Urkunde Kaiser Ludwigs des Bayern (1331)

Prunkurkunde Ludiwgs des Bayern

Prunkurkunde Kaiser Ludwigs des Bayern (1331)
Dass es jedoch auch anders geht, zeigt sich deutlich am nächsten Beispiel. Umso erstaunlicher ist es dabei, dass es sich hierbei um eine Urkunde desselben Herrschers - Ludwig der Bayer - und noch dazu aus dem selben Jahr, nämlich 1331, handelt. Am auffälligsten ist hierbei die opulente Auszeichnungsschrift am Anfang und am Ende der Urkunde. Wie schon beim ersten Beispiel aus der Salierzeit wird diese Auszeichnungsschrift zum einen für die Intitulatio verwendet, zum anderen für die Wiederbelebung der Signumzeile einschließlich des Monogramms.
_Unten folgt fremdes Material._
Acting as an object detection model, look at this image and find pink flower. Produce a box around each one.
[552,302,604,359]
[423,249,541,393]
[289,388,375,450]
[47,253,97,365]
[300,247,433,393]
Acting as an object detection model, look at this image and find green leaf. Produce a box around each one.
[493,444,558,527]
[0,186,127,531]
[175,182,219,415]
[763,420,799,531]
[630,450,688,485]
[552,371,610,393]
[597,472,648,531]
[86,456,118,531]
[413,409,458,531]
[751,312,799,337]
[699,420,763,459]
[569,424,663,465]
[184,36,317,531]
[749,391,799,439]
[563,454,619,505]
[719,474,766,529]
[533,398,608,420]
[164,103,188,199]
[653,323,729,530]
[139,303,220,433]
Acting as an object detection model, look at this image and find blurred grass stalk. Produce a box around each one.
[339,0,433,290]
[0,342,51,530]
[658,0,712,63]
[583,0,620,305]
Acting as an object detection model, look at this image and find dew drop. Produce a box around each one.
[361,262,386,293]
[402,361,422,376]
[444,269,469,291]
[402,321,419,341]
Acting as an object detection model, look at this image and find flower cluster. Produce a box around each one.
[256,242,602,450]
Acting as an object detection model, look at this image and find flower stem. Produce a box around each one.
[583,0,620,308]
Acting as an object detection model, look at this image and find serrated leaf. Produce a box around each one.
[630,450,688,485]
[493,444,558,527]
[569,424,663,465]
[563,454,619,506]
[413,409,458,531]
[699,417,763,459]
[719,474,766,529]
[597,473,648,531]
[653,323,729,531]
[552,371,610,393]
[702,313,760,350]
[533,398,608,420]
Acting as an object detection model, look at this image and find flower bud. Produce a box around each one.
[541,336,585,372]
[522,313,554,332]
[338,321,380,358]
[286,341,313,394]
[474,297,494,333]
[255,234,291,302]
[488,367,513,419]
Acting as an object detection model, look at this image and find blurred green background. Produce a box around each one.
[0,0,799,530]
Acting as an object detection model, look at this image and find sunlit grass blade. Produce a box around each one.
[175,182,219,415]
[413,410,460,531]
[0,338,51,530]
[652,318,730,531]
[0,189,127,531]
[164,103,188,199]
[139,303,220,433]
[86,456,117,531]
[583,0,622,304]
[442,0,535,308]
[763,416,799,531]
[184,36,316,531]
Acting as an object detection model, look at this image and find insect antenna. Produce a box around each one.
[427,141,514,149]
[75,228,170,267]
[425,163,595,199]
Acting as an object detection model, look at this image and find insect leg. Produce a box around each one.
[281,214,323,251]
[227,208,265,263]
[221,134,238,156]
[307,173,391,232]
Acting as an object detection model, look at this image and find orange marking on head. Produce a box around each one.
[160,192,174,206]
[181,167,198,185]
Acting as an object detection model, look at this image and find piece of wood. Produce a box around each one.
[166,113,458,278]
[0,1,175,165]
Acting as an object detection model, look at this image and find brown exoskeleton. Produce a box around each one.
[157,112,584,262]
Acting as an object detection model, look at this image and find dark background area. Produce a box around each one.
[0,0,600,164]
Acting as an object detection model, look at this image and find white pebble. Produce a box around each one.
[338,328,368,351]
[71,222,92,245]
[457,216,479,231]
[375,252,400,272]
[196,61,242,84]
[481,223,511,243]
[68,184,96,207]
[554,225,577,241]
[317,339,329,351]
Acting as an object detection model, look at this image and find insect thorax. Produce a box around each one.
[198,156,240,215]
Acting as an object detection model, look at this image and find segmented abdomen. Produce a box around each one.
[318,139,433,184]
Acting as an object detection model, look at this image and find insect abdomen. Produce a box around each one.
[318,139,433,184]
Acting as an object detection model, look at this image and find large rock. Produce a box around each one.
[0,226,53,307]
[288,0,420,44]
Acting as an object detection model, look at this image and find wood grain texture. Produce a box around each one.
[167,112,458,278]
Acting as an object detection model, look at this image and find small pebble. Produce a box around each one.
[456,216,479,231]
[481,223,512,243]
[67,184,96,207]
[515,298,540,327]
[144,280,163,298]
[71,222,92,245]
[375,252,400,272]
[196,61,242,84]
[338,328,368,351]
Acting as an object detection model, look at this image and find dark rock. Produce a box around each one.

Diese feierlichere Ausgestaltung der Urkunde erklärt sich aus ihrem Inhalt: Ludwig der Bayer bestätigt der Reichsstadt Regensburg mehrere Zoll- und Handelsprivilegien. Allein der Umstand, dass dies für eine Fernhandelsstadt wie Regensburg zentrale und überlebenswichtige Rechte sind, rechtfertigt die deutliche repräsentativere Ausgestaltung. Dies ist kein bloßer Verwaltungsakt wie noch im zweiten Beispiel; dies ist ein großer Staatsakt. Sieht man sich jedoch die Schrift des Hauptteils der Urkunde an, dann stellt man fest, dass hier wiederum jegliche Opulenz fehlt. Es handelt sich zwar um eine sehr saubere, schöne Schrift, aber eben auch um eine einfache Schrift, der man, wie es schon für das vorangegangene Beispiel Gültigkeit hatte, ansieht, dass man sie auch als Kanzleischrift in einem ganz gewöhnlichen Amtsbuch dieser Zeit finden könnte. Aus diesen Beispielen zeigt sich recht deutlich, dass die Entwicklung der Urkundenschrift immer im Zusammenhang mit der Entwicklung des Urkundenwesens an sich betrachtet werden muss.